第二十四話 本当の気持ち


 夜があけ、目が覚めたときには決意していた。


「うん……」


 手首のブレスレットに視線落として、梨紅は拳を握りしめた。


 そこからの行動は迅速だった。

 部屋を飛び出すとお風呂場に飛び込み、熱いお湯でシャワーを浴びた。カラスの行水並の速度で全身を洗い終えると、髪を乾かすのもどかしげに服に袖をとおして家から駆け出た。


 詠が病院に行くために家を出るところを待ち伏せするのだ。


 何時間でも待つつもりだったが、三十分も待つことなく詠が出てきた。


 彼は梨紅がいることに気付いたが、決してこちらと目を合わせなかった。そのまま彼女とすれ違い、病院に向かって歩き去ろうとする。
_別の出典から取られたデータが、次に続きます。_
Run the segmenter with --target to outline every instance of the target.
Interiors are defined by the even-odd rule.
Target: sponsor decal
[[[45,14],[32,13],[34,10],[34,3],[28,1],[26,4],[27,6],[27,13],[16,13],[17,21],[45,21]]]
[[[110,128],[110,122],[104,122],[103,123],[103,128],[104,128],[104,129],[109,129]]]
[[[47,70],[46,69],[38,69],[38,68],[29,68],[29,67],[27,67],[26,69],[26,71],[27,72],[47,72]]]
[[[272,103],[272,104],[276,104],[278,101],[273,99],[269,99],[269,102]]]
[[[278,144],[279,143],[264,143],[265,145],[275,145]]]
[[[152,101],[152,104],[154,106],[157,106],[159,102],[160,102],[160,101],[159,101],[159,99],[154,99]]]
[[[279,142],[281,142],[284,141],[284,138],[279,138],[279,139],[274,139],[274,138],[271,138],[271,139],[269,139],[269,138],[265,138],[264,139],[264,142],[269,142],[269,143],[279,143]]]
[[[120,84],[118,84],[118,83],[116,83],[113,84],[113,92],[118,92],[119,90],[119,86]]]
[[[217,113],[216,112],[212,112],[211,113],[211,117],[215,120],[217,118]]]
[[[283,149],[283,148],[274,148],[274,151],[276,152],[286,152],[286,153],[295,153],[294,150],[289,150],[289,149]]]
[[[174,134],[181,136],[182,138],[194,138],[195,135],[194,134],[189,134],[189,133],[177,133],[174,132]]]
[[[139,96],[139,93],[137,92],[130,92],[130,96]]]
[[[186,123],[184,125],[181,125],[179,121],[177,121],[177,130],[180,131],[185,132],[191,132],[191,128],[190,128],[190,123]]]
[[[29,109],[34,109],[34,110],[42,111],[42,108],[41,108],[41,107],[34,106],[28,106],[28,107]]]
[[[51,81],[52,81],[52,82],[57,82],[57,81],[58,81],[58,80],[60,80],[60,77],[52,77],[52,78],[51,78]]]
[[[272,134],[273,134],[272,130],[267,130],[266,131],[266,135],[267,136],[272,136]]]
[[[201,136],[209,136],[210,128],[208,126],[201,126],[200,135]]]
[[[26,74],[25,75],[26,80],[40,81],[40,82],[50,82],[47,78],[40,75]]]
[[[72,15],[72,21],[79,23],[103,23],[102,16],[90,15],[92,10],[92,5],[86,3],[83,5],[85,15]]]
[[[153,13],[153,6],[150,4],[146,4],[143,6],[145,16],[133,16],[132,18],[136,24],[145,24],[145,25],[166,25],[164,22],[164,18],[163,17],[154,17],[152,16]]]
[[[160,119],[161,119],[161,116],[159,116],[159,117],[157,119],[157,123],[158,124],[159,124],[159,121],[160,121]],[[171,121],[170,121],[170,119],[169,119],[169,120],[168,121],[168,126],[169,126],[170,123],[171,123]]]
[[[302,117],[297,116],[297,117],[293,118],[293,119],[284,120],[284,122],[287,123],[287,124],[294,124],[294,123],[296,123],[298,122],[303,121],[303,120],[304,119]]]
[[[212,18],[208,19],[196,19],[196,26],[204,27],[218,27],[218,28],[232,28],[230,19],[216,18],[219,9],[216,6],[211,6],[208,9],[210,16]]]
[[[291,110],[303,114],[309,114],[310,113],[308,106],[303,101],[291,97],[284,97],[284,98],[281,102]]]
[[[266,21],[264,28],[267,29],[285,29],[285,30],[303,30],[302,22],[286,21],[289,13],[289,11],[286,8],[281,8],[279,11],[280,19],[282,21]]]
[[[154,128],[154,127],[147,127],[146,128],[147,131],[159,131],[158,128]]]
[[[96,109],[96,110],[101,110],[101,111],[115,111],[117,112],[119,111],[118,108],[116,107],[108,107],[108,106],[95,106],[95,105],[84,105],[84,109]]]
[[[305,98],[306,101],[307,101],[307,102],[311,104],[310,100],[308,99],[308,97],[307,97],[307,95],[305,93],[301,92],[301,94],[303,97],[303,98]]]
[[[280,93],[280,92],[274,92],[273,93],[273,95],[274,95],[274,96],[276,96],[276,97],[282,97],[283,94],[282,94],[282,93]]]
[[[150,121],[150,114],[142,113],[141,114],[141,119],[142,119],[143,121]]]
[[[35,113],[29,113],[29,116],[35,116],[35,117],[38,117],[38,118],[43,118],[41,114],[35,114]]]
 ──俺は香夜と生きていく、と過去に言われた言葉が脳裏を過る。だが、梨紅はもう止まらなかった。


 香夜は詠の手首を掴んだ。

 力尽くでこちらを振り向かせる。


 そして、思いっきり頭突きをした。


「〜〜〜〜っ!」


 詠が声にならない苦鳴をあげた。

 顔をあげた彼とやっと目があう。


「なにすん──」


「──お前のことが好きだ‼︎」


 詠の言葉を遮ってそう告げた。

 彼の顔が痛みを堪えるように歪む。


「離してくれ!」


 その言葉からは詠の想いは不自然なほど何も伝わってこなかった。まるで心に蓋をしているかのように。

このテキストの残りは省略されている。